¿Nunca se han encontrado con esos individuos que utilizando como argumento su status social, sus títulos universitarios o su alto cargo, piensan que siempre tienen la razón?
La mejor manera de llegarle a los demás -incluso para hacerles una observación- es con argumentos claros, concisos y explicando cómo se puede hacer mejor, en vez de escupir comentarios denigrantes e hirientes sobre los errores ajenos.
Pero esto último es precisamente lo que no entienden aquellos que se pavonean con arrogancia entre el resto, y diciéndoles constantemente por que él es lo máximo.
Pero por lo general, a esta persona le suceden dos cosas: o nadie le hace caso, o se gana el odio de quienes lo rodean.
Y no es que el sujeto en cuestión no sea brillante, ni que carezca de méritos. Lo que le sucede es que es tan petulante en su forma de tratar a los demás, que la repulsión que causa bloquea cualquier mensaje o enseñanza positivos que quiera transmitir.
He ahí el dilema de muchos hombres y mujeres con ínfulas de superioridad. Son inteligentes, estudiados, y capaces de aportar grandes cosas, pero no puede multiplicar sus conocimientos, porque su estilo inaguantable se interpone.
No hay nadie tan sabio que no pueda aprender, ni tampoco alguien tan ignorante que no sea capaz de dar una lección de vida.

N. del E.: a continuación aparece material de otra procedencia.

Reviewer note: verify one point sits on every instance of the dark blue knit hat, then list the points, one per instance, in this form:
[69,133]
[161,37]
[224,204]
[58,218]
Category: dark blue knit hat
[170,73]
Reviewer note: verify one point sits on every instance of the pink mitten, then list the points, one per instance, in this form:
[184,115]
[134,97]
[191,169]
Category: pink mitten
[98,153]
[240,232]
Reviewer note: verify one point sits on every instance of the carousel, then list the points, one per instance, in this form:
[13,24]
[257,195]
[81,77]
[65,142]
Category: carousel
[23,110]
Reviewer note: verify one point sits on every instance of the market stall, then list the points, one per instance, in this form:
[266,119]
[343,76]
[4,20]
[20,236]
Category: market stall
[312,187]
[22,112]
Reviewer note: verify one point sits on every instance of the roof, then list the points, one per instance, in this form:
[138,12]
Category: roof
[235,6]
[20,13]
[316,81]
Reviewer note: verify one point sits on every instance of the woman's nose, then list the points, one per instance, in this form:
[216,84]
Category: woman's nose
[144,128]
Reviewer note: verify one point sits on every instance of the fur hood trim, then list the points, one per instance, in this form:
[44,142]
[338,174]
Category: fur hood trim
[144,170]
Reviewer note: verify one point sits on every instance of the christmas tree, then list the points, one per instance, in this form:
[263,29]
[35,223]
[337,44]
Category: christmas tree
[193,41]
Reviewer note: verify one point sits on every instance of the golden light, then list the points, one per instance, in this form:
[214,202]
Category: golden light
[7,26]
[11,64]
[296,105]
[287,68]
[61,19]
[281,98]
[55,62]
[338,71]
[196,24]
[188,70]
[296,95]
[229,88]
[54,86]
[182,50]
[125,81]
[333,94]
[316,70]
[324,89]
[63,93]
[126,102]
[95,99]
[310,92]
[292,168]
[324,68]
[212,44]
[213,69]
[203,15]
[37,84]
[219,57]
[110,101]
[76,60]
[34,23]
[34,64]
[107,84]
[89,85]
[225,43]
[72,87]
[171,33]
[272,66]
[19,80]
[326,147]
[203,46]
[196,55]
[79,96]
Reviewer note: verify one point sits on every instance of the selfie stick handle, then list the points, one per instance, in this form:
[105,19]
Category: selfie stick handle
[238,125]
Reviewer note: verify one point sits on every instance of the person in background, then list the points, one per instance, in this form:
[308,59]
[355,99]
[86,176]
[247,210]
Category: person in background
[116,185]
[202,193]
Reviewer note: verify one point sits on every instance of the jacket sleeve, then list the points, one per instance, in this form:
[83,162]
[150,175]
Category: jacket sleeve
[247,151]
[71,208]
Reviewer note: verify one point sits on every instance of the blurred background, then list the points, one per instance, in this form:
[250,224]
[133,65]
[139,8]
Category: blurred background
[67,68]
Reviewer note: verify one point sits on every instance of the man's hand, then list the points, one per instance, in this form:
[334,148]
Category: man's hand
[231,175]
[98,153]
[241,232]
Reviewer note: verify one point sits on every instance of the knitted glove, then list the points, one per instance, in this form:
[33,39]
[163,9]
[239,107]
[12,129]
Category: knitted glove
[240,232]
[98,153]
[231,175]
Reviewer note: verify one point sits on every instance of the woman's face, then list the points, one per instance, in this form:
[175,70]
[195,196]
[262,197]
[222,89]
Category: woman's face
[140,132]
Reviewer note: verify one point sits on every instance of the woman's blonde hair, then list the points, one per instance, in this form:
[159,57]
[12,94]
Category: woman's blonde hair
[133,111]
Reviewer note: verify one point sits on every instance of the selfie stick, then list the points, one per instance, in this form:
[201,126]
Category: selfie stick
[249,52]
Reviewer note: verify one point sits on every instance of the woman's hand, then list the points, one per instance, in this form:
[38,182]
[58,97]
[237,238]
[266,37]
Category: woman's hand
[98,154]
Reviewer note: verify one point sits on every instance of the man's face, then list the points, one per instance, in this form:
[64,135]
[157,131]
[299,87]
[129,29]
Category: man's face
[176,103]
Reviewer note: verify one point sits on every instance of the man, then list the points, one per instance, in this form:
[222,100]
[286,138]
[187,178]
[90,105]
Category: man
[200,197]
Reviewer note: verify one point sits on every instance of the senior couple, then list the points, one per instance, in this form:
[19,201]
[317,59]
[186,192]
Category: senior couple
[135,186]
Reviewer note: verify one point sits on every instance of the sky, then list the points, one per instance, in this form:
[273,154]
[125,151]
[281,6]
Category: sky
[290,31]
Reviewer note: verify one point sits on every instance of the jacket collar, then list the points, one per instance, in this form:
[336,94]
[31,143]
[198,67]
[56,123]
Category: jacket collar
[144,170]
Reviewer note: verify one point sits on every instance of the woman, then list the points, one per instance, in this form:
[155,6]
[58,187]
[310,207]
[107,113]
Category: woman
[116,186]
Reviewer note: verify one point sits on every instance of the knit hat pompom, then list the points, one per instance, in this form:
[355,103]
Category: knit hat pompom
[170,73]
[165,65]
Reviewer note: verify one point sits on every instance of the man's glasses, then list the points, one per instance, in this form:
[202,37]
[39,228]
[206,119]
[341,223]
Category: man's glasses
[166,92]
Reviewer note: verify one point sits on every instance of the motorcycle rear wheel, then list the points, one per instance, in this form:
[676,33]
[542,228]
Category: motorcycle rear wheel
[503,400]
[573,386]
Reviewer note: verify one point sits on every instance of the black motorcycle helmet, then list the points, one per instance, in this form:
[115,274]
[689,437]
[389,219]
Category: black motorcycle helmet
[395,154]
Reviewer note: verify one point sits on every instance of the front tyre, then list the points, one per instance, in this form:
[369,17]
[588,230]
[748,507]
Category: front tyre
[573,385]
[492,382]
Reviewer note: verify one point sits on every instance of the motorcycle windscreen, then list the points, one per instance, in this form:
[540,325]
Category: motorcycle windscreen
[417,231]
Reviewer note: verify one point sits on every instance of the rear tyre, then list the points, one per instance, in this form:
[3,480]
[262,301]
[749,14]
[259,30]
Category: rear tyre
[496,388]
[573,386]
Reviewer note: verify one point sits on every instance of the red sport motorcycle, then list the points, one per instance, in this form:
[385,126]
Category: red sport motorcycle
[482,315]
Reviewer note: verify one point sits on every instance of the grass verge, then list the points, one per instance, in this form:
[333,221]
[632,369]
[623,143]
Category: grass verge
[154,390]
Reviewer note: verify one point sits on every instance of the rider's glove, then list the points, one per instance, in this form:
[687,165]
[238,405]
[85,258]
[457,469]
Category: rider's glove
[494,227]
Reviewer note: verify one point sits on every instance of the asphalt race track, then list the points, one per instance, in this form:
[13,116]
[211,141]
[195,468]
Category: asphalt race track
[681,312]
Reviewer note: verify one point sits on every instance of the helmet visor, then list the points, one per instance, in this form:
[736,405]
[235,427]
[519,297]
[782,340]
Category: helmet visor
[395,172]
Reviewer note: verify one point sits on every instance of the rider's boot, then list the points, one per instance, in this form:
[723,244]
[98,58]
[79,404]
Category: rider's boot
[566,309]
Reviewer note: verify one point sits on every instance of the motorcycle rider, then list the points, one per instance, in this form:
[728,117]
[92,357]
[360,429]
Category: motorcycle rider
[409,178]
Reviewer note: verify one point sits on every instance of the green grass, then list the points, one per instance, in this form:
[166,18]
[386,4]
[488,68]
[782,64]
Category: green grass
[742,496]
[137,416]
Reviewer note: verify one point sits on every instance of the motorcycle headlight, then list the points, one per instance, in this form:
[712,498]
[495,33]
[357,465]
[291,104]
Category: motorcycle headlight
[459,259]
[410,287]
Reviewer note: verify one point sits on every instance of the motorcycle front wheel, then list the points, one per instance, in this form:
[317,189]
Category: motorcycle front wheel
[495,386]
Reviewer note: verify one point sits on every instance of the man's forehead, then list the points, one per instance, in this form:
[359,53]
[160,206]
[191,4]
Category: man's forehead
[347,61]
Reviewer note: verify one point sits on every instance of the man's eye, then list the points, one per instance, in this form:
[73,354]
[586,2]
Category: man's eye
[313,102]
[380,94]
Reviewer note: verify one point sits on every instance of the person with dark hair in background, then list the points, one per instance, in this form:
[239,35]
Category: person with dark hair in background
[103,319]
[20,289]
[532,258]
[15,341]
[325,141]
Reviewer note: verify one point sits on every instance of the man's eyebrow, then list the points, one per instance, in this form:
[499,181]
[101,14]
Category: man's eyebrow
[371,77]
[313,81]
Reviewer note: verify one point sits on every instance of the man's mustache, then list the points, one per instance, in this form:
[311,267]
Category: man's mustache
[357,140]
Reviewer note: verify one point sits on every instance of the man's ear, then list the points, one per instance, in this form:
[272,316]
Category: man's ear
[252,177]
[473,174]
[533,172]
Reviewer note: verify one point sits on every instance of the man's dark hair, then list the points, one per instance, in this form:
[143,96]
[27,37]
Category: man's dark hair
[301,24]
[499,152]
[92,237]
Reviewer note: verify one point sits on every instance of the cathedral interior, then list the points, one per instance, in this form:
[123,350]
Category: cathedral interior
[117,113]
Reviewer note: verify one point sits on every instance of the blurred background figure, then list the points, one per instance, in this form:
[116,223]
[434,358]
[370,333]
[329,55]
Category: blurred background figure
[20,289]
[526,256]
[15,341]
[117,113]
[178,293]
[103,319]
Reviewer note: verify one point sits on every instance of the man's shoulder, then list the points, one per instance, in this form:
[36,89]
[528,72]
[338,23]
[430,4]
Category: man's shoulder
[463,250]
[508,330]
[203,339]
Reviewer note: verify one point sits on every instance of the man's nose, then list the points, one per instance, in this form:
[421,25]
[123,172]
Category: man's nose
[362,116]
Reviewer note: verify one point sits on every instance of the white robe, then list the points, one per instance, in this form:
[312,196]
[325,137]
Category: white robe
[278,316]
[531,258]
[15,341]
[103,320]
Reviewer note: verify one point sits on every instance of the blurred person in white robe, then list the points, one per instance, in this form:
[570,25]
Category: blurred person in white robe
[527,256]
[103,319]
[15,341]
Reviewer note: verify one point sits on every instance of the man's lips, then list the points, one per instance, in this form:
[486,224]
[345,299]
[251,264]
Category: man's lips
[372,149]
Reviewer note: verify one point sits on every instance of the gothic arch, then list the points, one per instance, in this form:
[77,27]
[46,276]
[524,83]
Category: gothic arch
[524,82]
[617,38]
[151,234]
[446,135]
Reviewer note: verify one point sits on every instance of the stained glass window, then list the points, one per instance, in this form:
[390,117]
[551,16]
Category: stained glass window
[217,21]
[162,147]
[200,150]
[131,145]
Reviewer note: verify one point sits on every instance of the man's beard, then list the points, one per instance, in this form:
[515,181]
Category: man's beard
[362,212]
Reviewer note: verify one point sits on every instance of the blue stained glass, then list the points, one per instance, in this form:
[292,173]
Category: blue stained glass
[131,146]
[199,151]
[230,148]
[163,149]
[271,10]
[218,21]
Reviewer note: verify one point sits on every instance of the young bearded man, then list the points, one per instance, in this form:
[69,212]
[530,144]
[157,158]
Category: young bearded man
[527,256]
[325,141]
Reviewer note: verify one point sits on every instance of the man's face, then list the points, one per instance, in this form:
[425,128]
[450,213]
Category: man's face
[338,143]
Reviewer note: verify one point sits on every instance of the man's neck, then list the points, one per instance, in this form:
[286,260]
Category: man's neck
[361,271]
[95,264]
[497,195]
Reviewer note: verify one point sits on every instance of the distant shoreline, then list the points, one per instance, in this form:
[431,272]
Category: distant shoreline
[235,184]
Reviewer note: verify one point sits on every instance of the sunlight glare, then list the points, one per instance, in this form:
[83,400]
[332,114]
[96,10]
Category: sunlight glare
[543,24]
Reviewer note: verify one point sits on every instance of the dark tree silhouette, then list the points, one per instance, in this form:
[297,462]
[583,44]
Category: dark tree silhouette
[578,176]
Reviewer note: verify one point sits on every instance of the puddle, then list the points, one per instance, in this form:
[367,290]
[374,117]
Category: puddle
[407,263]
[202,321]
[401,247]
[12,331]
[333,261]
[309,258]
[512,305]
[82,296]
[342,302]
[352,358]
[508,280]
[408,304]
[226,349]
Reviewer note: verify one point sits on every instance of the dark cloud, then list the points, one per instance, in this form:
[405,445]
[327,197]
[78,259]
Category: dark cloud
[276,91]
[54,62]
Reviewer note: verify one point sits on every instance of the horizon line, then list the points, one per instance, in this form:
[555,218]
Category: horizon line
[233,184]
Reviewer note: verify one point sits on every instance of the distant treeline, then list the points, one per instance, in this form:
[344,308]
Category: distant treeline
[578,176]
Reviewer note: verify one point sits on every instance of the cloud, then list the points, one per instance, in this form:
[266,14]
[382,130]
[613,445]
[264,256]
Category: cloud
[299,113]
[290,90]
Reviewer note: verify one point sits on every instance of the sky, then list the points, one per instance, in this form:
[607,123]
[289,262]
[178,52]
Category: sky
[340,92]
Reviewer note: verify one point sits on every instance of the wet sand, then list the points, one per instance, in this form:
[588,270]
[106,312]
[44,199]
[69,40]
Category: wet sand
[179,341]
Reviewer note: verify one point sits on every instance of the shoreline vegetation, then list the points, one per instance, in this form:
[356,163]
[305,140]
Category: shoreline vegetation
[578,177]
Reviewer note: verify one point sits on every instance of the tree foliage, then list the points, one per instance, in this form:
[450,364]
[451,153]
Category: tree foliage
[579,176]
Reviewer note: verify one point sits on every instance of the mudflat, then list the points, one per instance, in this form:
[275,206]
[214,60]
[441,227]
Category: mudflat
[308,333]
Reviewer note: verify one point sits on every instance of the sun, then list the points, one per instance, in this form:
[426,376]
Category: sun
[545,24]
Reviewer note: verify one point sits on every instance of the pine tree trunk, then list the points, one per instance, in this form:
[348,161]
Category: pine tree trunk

A la hora de comunicarle un mensaje a alguien, es importante la información en sí, pero también lo es la forma con la que lo comuniquemos, ya que si no somos capaces de generar empatía, nuestras palabras caen en oídos sordos.
Avanzar en posición social, ingreso y estudios nos ayuda a mejorar nuestro nivel de vida, pero no nos da derecho a menospreciar al prójimo. Después de todo, nadie está solo en el mundo. Siempre dependeremos de nuestros semejantes para ser felices.